We certainly have memes that explain it, justify our various needs. When it comes to procreation, there’s the macho attitude – of males being proud about obtaining sex – there’s motherly sacrifice, and there are all those divine commandments urging us to procreate, to make more children. Prohibiting prophylactics. My point is that these memes do not come out of nowhere. They evolve to satisfy our biological needs, our basic needs that are directly tied to survival and to procreation (and, BTW, I do believe that Freud got it right when he put procreation before survival, as a possible cause of psychological distress – genetically speaking, it is higher, topmost, on our list of agendas).

Memes existed in human societies from the early days of the language revolution, which, IMO, began about 2 million years ago, when our brains began to evolve. The cognitive revolution (maybe 70,000 BP, the exact dating of the emergence of Homo-Sapiens-Sapiens is not certain), which also improved our imagination to the point we could create art, improved our lingual skills and, most likely, improved our ability to handle memes, which are, basically, elements of brain programming.

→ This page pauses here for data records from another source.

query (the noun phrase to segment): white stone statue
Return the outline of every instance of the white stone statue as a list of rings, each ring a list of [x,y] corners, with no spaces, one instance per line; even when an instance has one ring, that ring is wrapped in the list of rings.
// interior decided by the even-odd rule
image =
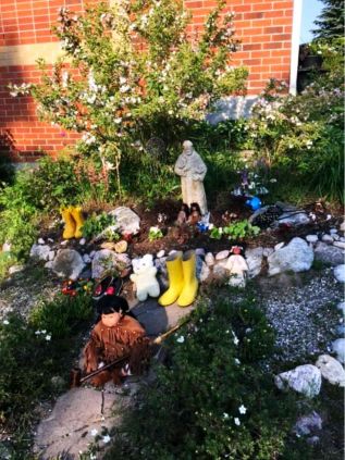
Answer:
[[[182,200],[190,207],[197,202],[201,214],[207,213],[206,194],[204,188],[204,177],[207,167],[201,157],[194,150],[190,140],[183,142],[183,152],[175,163],[175,173],[181,176]]]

They are the topmost level of our programming. As such, they are an essential part of who we are, of how we survive. They are the ideas we have about the world, even animals have them, I am certain, only theirs are much simpler – I am not sure exactly how animal thinking works, but I am sure they have their own way of creating concepts about reality. Certain images and sensations mean ‘bad’, ‘dangerous’, others mean ‘food’, etc. An example of an animal meme could be a cat believing that a certain human object, moving in the wind, is a living thing – especially an object the cat can’t interact with (according to the principle that the further a phenomenon is from your immediate environment, from the action you do to survive and all that’s related to them, the more likely you are to develop irrational beliefs about it). As long as you can’t communicate those ideas…. though we could fantasize about how they might communicate some simple ideas to each other, some of which could be construed as false beliefs, we assume that, though animals have awareness and consciousness, and thought, they still don’t have anything resembling a real language.

It’s more obvious in humans, particularly in modern humans, since we have created elaborate systems of beliefs and of ideologies, but shared memes have existed for as long as language has. I believe – and this is an educated guess – that even the earlier species of Homo, ones that already had brains larger than those of apes, had shared beliefs, could share their beliefs about the world, and if you can share them, then you must do it, or else your society will not survive – be it a small pack of hunter-gatherers or a large, advanced, nation.

There is a lot more to be said about beliefs and ideas, and how they fit into the framework of human psychology. I will go into this in depth in future posts. This post is the 3rd and last in a series that focuses on Harari’s book/lecture series, and on my critique of his ideas. Any constructive criticism is welcome – I am always happy to debate my ideas and learn new things.